Thousands of automotive dealers found themselves thrust back into the preinternet era that some had probably never even worked in. Though in some ways that might have felt like a breath of fresh air, in others it likely caused innumerable headaches.
My mom always said, “You don’t miss the water till the well runs dry,” whenever our power would go out due to a summer thunderstorm or a car hitting an electricity pole. We had a well whose pump depended on the power, and I remember what it was like to go without running water for a good chunk of a day or more. You’d turn on a faucet out of reflex, only to sigh disappointingly when nothing came out.
It must’ve been something like that for auto dealers those two weeks or more without access to their dealer management system or customer relationship management software. I can see them reaching for the portal before recalling they’d find an empty screen starting back at them.
Many resorted to pen and paper – I doubt any still have typewriters – to record sales, get signatures and fill out repair orders, because documentation is still necessary, in fact more so as the years go by due to regulation.
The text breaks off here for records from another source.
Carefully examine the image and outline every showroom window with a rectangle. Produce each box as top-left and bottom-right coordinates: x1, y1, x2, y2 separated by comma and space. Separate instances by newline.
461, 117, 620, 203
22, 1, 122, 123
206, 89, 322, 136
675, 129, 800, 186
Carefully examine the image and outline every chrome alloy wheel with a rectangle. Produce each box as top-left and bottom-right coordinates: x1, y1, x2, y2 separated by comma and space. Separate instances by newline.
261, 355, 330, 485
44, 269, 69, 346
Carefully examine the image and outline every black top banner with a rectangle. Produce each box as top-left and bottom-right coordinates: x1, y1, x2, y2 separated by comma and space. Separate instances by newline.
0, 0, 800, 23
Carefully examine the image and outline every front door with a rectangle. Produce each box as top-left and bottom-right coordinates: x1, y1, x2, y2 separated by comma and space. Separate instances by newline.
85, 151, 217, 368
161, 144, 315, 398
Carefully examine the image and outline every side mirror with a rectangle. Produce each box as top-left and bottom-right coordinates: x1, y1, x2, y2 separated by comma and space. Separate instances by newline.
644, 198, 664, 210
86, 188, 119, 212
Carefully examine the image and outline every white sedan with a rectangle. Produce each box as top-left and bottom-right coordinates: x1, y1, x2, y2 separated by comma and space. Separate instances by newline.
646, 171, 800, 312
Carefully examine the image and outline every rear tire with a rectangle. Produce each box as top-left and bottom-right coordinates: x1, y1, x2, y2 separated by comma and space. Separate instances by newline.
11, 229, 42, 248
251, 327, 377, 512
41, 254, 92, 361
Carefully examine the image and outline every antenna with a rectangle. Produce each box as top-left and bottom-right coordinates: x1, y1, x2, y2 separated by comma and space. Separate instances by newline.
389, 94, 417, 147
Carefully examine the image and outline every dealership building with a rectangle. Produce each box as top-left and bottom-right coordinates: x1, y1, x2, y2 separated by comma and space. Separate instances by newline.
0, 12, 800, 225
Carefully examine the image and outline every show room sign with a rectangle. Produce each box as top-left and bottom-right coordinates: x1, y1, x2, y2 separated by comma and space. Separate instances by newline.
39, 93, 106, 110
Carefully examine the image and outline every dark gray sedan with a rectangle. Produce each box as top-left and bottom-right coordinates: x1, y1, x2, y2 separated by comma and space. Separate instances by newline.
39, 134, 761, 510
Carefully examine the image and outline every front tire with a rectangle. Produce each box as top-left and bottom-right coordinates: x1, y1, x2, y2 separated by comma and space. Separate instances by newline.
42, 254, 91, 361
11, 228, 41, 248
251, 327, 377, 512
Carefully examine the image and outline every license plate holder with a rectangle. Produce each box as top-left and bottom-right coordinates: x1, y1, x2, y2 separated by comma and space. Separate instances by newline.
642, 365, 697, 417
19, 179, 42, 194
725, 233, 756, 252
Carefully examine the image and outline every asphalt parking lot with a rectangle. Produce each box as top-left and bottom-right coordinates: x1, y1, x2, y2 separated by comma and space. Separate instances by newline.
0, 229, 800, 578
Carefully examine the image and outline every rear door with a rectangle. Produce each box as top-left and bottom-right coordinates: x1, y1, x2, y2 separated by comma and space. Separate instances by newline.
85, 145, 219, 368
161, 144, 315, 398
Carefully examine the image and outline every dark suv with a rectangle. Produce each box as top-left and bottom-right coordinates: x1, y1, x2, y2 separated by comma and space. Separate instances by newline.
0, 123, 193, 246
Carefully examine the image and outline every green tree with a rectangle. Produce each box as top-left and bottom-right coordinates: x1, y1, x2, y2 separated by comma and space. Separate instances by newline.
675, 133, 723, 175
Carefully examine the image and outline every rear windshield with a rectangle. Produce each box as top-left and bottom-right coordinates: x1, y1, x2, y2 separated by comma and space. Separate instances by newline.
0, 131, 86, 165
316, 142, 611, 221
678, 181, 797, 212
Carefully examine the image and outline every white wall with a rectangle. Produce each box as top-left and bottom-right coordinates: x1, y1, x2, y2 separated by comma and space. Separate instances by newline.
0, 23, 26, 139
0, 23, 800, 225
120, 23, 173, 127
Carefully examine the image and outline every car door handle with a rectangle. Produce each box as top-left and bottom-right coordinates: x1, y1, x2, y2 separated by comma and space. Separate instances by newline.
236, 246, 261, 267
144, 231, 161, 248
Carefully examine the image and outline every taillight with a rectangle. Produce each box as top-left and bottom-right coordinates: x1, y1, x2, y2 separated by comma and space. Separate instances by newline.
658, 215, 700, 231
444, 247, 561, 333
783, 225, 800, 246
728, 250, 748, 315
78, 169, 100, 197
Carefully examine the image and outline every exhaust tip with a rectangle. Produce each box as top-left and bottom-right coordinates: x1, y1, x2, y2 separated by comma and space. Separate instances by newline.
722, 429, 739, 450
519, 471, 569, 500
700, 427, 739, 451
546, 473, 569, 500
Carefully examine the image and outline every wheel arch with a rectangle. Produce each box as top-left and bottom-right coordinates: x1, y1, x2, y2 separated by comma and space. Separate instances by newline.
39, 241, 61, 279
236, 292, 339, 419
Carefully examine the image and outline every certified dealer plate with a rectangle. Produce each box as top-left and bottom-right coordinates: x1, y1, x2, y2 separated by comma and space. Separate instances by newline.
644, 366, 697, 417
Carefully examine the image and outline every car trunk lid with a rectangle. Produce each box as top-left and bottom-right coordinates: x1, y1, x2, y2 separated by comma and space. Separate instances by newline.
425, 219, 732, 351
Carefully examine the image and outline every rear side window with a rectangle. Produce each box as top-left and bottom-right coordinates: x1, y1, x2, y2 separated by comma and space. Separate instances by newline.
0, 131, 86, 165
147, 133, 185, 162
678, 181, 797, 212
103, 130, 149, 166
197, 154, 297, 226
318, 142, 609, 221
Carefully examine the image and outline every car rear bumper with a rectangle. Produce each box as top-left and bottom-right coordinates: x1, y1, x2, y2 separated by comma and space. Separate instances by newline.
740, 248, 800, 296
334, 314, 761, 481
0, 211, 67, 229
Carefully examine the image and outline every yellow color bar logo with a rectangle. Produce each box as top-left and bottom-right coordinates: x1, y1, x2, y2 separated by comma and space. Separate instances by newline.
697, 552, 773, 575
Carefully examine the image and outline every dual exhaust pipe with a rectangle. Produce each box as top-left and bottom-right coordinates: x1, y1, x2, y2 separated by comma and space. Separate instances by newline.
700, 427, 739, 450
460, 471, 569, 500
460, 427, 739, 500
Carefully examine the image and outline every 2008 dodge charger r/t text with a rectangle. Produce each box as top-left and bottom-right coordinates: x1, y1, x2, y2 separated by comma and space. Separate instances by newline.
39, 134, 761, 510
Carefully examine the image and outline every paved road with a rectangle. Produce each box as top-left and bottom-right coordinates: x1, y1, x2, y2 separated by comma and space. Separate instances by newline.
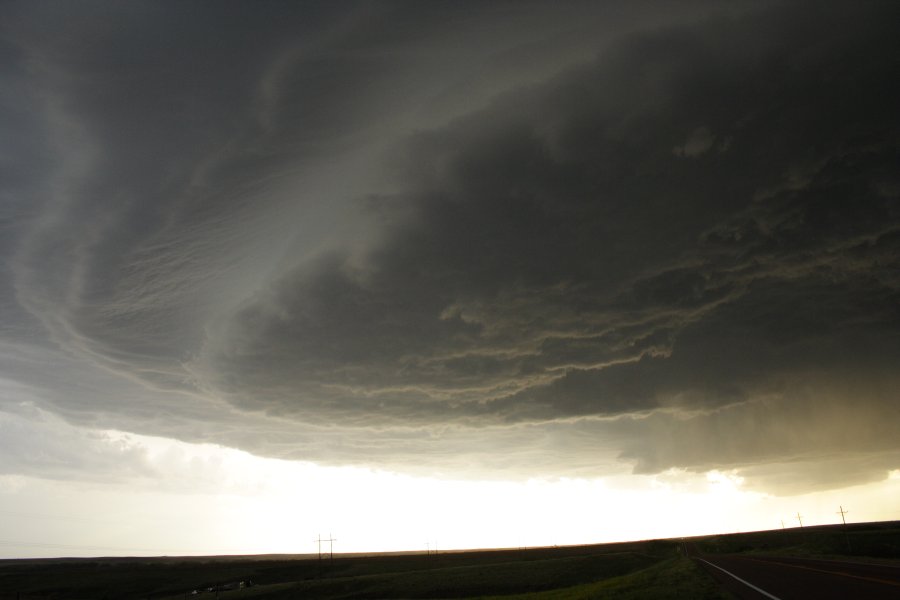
693, 554, 900, 600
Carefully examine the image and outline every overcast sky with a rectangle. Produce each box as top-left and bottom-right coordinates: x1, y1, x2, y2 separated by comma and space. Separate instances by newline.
0, 0, 900, 556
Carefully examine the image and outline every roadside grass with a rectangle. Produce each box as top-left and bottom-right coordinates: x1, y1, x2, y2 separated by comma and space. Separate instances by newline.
207, 552, 661, 600
692, 521, 900, 561
474, 556, 731, 600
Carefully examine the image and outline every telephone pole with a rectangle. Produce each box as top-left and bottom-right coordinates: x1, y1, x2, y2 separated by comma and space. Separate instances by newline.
838, 505, 853, 552
838, 506, 850, 527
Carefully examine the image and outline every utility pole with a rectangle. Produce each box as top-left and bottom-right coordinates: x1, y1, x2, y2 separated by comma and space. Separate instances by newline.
838, 505, 853, 552
838, 506, 850, 527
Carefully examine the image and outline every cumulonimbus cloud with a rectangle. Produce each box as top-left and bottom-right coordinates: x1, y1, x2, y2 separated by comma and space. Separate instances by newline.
1, 3, 900, 490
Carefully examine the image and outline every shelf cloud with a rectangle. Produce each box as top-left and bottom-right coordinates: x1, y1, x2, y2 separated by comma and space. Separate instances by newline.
0, 2, 900, 493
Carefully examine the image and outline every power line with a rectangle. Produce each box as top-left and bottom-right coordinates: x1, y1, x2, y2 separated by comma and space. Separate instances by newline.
837, 506, 850, 527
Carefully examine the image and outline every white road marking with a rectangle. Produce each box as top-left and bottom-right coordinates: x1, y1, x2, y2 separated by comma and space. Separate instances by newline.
694, 556, 781, 600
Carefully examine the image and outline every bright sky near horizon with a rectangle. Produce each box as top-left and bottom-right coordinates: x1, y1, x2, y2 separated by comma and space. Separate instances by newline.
0, 0, 900, 557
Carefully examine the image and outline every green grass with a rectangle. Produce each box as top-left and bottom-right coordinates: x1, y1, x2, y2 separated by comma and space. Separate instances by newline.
693, 521, 900, 560
214, 552, 660, 600
0, 522, 900, 600
474, 556, 730, 600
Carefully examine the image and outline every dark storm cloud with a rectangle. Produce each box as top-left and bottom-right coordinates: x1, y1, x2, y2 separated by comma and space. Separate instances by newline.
0, 3, 900, 486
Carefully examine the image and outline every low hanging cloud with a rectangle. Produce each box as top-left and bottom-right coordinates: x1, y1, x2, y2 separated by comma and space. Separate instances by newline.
3, 3, 900, 489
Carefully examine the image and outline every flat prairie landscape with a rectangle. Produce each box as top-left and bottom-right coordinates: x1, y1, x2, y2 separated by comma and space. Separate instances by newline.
0, 521, 900, 600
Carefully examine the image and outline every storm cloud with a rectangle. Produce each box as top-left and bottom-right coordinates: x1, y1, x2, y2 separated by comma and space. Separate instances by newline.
0, 2, 900, 491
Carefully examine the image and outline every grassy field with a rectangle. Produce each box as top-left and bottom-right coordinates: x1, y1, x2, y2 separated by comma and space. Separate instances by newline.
0, 522, 900, 600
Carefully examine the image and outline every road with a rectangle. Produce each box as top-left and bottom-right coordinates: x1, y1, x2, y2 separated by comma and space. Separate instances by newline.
693, 554, 900, 600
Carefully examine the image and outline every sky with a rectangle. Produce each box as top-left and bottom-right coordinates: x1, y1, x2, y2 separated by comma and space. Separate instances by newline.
0, 0, 900, 557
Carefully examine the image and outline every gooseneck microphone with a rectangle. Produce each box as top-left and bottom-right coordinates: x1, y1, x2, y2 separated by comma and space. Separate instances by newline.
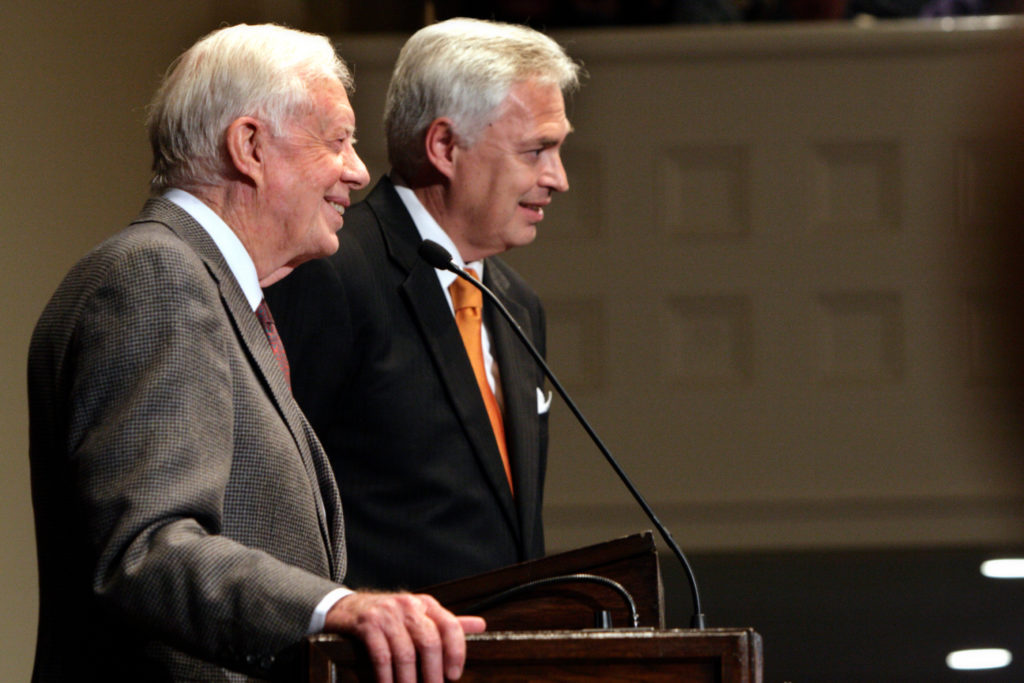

The contrast I mentioned earlier is simply what it’s like with and without the document-processing systems that the CDK systems shutdown took away for many dealers. Having them is obviously a lot more convenient and consistent than a paper trail that can get damaged or lost.
As compliance specialist Gil Van Over, one of our F&I and Showroom columnists, said, the outage pointed up the wisdom of switching to the electronic-contracting technology that many dealers have been using for a while now but that others have held off adopting.
Such tools can help dealers smooth out their day-to-day business, as well as steer through the inevitable shutdowns that will come, just like those summertime power outages of my childhood. It helped that Mom tended to keep a couple of jugs of water on hand, just in case.